— У вас настоящий талант заставать меня в самых неловких ситуациях, — бормочу хриплым голосом: наверное, подействовала острая пища… или сам факт существования на земле этого человека.
— Я же сказал, что предпочитаю считать это особым талантом вас спасать.
«Меня спасать». Эти слова он произносит уже второй раз; они звучат с особым смыслом, проникают в душу. Тотчас упрямо поднимает безобразную голову давным-давно подавленное чувство. Я не нуждаюсь ни в участии, ни в помощи! Разве не так? Но в самой глубине сознания, куда добралось слово «спасение», звучит ответ: «Да, да, да, спасение тебе необходимо! Ты хочешь, чтобы тебя спасали, чтобы заботились о тебе!» Выпрямляюсь и, держа руки под столом, на коленях, переплетаю пальцы. Молча пытаюсь укротить внутренний голос. Нет. Нет. Нет. Не хочу, чтобы кто-нибудь меня спасал. Не нуждаюсь в спасении ни сейчас, ни впредь — больше никогда.
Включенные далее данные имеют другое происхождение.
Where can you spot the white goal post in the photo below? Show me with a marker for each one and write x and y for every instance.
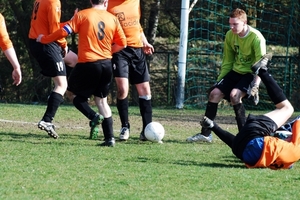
(184, 21)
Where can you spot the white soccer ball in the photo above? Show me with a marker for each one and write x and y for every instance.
(154, 132)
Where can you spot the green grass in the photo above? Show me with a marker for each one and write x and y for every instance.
(34, 166)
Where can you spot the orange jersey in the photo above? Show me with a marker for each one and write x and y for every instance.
(128, 13)
(45, 19)
(280, 154)
(5, 42)
(97, 29)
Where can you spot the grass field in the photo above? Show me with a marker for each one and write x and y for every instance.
(34, 166)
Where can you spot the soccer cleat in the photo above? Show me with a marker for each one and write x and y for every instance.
(108, 142)
(289, 126)
(261, 63)
(143, 137)
(98, 119)
(49, 128)
(253, 92)
(124, 133)
(200, 138)
(206, 123)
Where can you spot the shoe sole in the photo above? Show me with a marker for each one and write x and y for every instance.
(50, 133)
(122, 138)
(94, 133)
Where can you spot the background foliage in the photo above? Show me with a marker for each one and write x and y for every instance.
(277, 20)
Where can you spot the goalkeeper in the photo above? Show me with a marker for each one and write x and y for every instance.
(255, 144)
(243, 47)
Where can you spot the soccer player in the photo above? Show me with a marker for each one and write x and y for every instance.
(129, 65)
(243, 47)
(100, 35)
(254, 143)
(45, 20)
(9, 51)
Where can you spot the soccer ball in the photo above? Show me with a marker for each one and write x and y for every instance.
(154, 132)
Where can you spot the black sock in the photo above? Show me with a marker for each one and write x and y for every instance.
(225, 136)
(82, 105)
(54, 102)
(240, 115)
(210, 112)
(107, 127)
(274, 91)
(122, 105)
(145, 111)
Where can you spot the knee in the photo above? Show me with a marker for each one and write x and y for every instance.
(215, 95)
(70, 95)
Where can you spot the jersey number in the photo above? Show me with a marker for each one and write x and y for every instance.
(101, 33)
(35, 9)
(60, 66)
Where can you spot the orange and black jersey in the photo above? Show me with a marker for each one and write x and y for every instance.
(97, 29)
(45, 19)
(128, 13)
(5, 42)
(280, 154)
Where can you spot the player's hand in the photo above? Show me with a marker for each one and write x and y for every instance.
(148, 49)
(17, 76)
(38, 39)
(75, 12)
(211, 89)
(64, 51)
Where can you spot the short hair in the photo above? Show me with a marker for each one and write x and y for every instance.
(239, 13)
(97, 2)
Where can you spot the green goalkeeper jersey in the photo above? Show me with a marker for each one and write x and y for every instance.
(240, 53)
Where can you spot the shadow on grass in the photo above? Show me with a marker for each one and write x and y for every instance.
(43, 138)
(236, 164)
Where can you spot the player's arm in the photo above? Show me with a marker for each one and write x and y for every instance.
(10, 54)
(119, 41)
(54, 22)
(61, 33)
(9, 51)
(228, 59)
(147, 47)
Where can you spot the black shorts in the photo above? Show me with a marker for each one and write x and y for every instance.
(92, 78)
(49, 58)
(234, 80)
(131, 63)
(255, 127)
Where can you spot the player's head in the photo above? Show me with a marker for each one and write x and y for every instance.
(237, 20)
(98, 2)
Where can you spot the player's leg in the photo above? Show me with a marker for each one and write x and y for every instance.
(144, 92)
(222, 90)
(82, 83)
(236, 96)
(100, 95)
(284, 109)
(52, 65)
(122, 106)
(238, 92)
(107, 124)
(121, 74)
(140, 77)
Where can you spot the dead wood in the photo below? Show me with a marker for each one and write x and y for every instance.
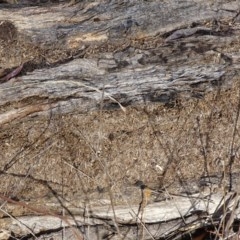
(115, 54)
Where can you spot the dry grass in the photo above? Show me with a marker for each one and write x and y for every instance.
(155, 144)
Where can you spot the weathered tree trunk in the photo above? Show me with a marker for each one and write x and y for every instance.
(113, 55)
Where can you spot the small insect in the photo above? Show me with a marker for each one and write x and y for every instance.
(12, 74)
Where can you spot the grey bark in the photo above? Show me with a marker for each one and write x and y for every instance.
(130, 52)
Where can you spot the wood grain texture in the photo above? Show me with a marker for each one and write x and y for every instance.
(124, 53)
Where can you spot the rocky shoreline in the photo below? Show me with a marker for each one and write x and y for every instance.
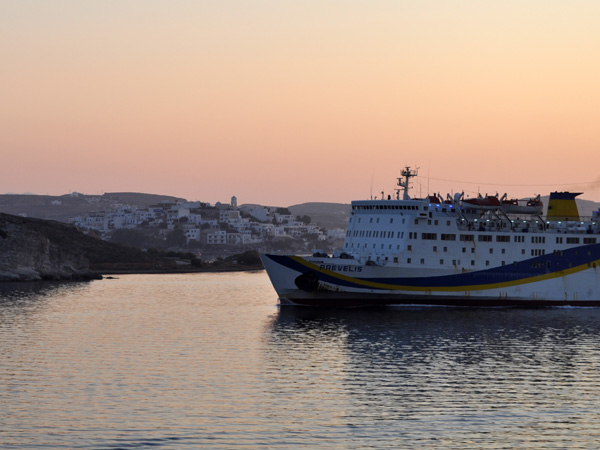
(36, 249)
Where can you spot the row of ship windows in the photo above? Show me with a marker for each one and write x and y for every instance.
(456, 262)
(467, 237)
(534, 252)
(404, 207)
(429, 222)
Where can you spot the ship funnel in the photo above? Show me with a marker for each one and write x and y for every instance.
(562, 206)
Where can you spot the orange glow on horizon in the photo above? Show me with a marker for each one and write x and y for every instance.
(281, 103)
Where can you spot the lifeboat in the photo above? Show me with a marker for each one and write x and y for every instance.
(522, 206)
(487, 202)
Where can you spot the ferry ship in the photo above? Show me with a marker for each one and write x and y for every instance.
(485, 251)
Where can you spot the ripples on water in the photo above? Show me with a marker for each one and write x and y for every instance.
(210, 361)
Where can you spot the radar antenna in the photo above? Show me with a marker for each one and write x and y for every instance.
(404, 184)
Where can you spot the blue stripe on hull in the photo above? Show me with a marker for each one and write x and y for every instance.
(550, 265)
Крис показывает в сторону кухни.
— Диего, можно повторить заказ Сары, только без огненного соуса?
После недолгого разговора по-испански он снова поворачивается ко мне и пристально смотрит в лицо, словно пытается прочитать настроение. Что ж, желаю удачи! Я и сама не понимаю собственных ощущений.
— Как поживает ваш рот?
Облизываю горящие губы, и он следит за мной темным тяжелым взглядом, от которого становится не по себе.
— Прекрасно, — бурчу в ответ. — Но вашей заслуги в этом нет. Могли бы предупредить, что блюдо зверски острое.
— Ясно помню, что предупреждал.
— Надо было проявить настойчивость. Я же жутко хотела есть.
— Почему в прошедшем времени? Разве чувство голода притупилось?
— Язык обожжен и уже вряд ли когда-нибудь вернется в нормальное состояние, и все же, конечно, голодна.
— И я тоже, — тихо, мягко говорит Крис. — Безумно голоден.
В горле пересыхает, теперь уже по-настоящему. Куда серьезнее, чем в те несколько раз, когда он заставлял меня испытать что-то подобное. В воздухе щелкают электрические разряды; странно, что нет искр. Каждой клеточкой ощущаю настойчивую близость этого человека, а ведь он даже не прикоснулся ко мне. Не помню, чтобы хоть раз в жизни мужчина действовал на меня подобным образом. Не хочу списывать свое впечатление на игру воображения и в то же время не уверена, что действительно готова принадлежать Крису. Еще недавно казалось, что не может быть ни малейшего сомнения, и вот внезапно все изменилось.
Отчаянно пытаюсь перевести разговор на иную тему и хватаюсь за самую очевидную соломинку:
— Ешьте, а то остынет.
— Сеньора. — Диего спешит забрать мою тарелку. — Как вы себя чувствуете? Наш огонь — настоящий огонь. — Он укоризненно смотрит на Криса. — Полагал, что сеньор Мерит вас предупредит.
Крис поднимает руки и пытается оправдаться:
— Эй, я предупреждал!
— Но уже после того, как я откусила! — нападаю, радуясь возможности вступить в коалицию с Диего и доставить мучителю несколько неприятных минут. Может быть, мое смущение слегка притупится?
— До того, как откусили, — настойчиво поправляет Крис.
Диего смотрит на него и огорченно произносит несколько испанских слов, а потом снова поворачивается ко мне.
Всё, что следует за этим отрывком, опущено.